Wherein Λ=Diag { λ_f, 1≤f≤Ψ } and it be the element of a diagonal matrix and the inside is arranged according to ascending order, λ_fIt is The characteristic value of the Laplacian Matrix of three-dimensional grid model.The column vector of orthogonal matrix B is corresponding characteristic vector, and Ψ is three-dimensional The sum at grid model midpoint.Laplce's spectrum is defined as:

H (f)={ λ_f,1≤f≤Ψ} (11)

Global information is obtained using logarithm-Laplce's spectrum.Logarithm-Laplce spectrum L (f) is defined as:

L (f)=log (H (f)) (12)

The scrambling R (f) of spectrum is used to obtain grid conspicuousness:

R (f)=| L (f)-J_Γ(f)*L(f)| (13)

Wherein,It is the vector of a 1 × Γ.Pass through following formula:

The scrambling of spectrum is transformed into real domain from spectral domain.Wherein R₁=Diag { exp (R (f)): 1≤f≤Ψ } is Diagonal matrix,For Hadamard product, W is weight matrix, wherein

It enablesS is the element of S, then:

f_ls=[max (s_k),min(s_k),max(s_k)-min(s_k),mean(s_k),var(s_k),harmmean(s_k)] (17)

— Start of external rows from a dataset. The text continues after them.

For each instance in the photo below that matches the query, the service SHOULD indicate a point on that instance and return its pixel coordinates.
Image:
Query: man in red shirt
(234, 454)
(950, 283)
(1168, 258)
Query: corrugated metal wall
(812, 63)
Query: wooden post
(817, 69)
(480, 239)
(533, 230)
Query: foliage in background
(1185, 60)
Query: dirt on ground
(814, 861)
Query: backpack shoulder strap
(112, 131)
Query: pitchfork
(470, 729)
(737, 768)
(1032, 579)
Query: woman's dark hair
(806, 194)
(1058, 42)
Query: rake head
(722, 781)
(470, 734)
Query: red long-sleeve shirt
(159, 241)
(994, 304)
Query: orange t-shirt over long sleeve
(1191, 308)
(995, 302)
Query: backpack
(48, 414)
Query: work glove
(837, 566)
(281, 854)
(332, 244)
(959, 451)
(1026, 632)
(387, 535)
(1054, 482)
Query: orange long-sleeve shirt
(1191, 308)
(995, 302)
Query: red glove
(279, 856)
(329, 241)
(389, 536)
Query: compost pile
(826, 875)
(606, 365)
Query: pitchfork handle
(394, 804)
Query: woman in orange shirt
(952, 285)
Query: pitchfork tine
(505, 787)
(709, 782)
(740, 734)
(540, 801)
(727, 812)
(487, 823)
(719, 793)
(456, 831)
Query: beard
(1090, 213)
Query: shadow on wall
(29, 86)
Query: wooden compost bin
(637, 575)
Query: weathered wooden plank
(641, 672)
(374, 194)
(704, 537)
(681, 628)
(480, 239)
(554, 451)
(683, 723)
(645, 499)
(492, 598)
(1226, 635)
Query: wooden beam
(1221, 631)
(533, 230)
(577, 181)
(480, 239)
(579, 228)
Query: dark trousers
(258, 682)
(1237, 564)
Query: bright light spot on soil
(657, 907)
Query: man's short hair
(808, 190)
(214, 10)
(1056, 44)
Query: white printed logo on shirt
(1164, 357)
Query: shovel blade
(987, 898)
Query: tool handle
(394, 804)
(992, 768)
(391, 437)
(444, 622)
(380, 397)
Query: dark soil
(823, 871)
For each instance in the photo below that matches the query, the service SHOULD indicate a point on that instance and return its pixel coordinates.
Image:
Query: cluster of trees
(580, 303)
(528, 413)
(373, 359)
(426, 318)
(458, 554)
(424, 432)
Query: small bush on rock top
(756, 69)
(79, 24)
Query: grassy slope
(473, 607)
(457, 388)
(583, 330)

Step 3, the characteristic attribute collection built using step 2 and corresponding tally set train sparse self-encoding encoder and depth Neural network:

Sparse self-encoding encoder is a variant of self-encoding encoder, by adding sparsity limit in the hidden layer part of self-encoding encoder It makes and obtains.Fig. 2 (a) illustrates the basic structure of a self-encoding encoder.

Three sparse self-encoding encoders are trained first, and the coded portion of these three sparse self-encoding encoders is then extracted grade It is linked togather, forms the sparse self-encoding encoder of depth, then train first level logical to return layer sparse from coding to handle depth The feature exported after device coding.

Deep neural network regression model is made of the sparse self-encoding encoder of depth and above-mentioned logistic regression level connection, Fig. 2 (b) Illustrate the basic structure of the deep neural network regression model in the method for the present invention.

Finally the effect that deep neural network regression model realizes accurate adjustment is acted on using back-propagation algorithm.

Step 4, the deep neural network regression model obtained using step 3 are predicted and are obtained to three-dimensional grid model Corresponding conspicuousness response diagram:

Characteristic attribute is formed to each point of three-dimensional grid model in test set using method same in step 2, and The deep neural network regression model obtained with step 3 predicts the point, obtains a regressand value.Three-dimensional grid is obtained again The regressand value of all the points in model is constituted the conspicuousness response diagram of the three-dimensional grid model with it.

Step 5, the conspicuousness response diagram obtained according to step 4 obtain three-dimensional key point:

The point in conspicuousness response diagram with local maximum is chosen as three-dimensional key point.For in three-dimensional grid model Each point, if the conspicuousness response of the point is all bigger than the conspicuousness response put in 5- ring neighborhood around it, should Point is three-dimensional key point.Otherwise, which is not just three-dimensional key point.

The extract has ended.